Personhood before pregnancy in North Dakota, Memphis pastor shames unwed parents, anti-choice groups are silent on the "forcible rape" bill, and Georgia looks to follow Nebraska on fetal pain.

  • North Dakota is looking at an egg-as-person bill this legislative session. A lawmaker describing the bill said, "It defines a human being as, basically, from conception on, as what we define in code as a human being, and because of that, then, it`s afforded the same protections that any other person is afforded in the State of North Dakota." A spokesperson from North Dakota Right to Life said, "If we can establish that they`re a person before pregnancy, and they`re a person after pregnancy, then it seems, well, it offends reason to say that they`re not a person during that pregnancy." Back that train up. A person BEFORE pregnancy? Are we talking about the woman? No, sadly, he’s talking about a blastocyst. How is it a person before it even exists?

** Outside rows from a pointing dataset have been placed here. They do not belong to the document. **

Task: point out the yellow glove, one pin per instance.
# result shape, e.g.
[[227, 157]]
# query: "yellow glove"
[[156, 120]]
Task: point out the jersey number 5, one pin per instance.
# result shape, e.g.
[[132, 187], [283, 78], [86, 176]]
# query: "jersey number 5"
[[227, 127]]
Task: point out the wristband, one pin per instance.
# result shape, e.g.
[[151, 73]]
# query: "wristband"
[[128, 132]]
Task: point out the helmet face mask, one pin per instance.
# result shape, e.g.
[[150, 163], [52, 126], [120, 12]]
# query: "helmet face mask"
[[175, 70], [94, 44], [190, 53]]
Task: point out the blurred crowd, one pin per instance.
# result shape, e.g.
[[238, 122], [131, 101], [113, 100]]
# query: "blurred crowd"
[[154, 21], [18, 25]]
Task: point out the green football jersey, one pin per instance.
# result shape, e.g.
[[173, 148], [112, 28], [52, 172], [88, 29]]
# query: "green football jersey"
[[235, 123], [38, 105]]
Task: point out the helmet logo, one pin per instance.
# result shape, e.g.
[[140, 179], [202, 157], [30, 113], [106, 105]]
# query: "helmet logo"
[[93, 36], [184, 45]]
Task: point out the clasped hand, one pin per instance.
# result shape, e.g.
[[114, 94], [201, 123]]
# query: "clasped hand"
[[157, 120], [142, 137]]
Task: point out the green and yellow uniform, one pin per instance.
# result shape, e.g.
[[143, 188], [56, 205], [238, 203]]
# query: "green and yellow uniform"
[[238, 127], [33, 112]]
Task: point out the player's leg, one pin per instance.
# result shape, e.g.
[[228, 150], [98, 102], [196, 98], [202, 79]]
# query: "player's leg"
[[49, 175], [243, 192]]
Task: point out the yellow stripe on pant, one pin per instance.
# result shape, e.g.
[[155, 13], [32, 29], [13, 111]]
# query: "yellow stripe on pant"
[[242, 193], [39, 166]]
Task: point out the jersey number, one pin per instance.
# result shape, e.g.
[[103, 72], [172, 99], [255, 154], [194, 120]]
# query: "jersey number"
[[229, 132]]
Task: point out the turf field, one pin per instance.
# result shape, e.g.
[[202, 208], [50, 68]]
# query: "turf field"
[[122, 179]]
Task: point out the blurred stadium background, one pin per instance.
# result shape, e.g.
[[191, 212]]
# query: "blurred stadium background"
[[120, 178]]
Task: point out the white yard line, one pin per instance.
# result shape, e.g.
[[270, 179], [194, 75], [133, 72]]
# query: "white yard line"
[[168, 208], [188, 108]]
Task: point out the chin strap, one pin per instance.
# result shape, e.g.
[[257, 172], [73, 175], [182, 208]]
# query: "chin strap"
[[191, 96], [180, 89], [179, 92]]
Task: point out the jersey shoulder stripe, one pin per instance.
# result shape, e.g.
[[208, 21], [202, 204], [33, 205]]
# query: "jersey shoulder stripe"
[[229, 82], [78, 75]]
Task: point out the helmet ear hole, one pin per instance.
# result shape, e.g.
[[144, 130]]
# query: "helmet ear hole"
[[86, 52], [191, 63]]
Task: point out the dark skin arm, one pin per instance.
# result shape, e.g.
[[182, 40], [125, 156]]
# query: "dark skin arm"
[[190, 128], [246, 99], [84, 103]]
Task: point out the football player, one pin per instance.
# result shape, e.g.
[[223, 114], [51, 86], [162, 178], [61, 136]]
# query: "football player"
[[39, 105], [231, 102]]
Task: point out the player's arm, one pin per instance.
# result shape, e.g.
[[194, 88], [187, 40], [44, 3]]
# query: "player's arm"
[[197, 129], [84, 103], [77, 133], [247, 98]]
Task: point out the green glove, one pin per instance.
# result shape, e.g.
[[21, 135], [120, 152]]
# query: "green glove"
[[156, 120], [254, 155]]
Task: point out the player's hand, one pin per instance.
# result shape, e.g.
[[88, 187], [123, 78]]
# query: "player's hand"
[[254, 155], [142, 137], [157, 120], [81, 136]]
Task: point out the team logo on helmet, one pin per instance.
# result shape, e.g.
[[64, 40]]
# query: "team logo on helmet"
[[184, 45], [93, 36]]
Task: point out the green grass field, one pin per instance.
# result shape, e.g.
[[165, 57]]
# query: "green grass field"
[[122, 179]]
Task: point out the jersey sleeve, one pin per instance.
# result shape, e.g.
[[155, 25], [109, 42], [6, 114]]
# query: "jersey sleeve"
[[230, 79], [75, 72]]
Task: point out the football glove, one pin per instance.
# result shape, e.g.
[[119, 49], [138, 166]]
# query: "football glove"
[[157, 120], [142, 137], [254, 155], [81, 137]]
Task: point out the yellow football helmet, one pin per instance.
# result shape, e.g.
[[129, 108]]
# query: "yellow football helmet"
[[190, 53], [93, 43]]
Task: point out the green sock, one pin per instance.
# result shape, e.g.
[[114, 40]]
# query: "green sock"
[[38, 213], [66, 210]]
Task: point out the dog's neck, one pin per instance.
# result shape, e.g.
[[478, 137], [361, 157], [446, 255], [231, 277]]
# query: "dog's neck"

  • A Memphis pastor is responding to high rates of teen and unwed pregnancies in the local area with love and compassion. Oh, wait. No he’s not. He’s actually refusing to baptize babies in the church unless the parents are married. He says he’ll baptize the children elsewhere. He says he wants fathers to “step up” and marry the mothers, because clearly that is always the best answer.
  • Yesterday we reported on a quote from Rep. Dan Lipinski (D-IL), the only sponsor of the “No Taxpayer Funding for Abortion Act” who was willing to speak up about the “forcible rape” provision in the bill. Well, he didn’t say much. Talking Points Memo tried to reach out to “National Right To Life, the U.S. Conference of Catholic Bishops, Americans United For Life, the Susan B. Anthony List and the Abstinence Clearinghouse” – and all the groups either didn’t respond or had no comment. SBA List said they’d respond later. I’m picturing them all behind closed doors, panicking.
  • A Georgia legislator has introduced a bill banning abortion after 20 weeks because of “fetal pain,” and says he modeled the legislation after Nebraska’s law of the same nature.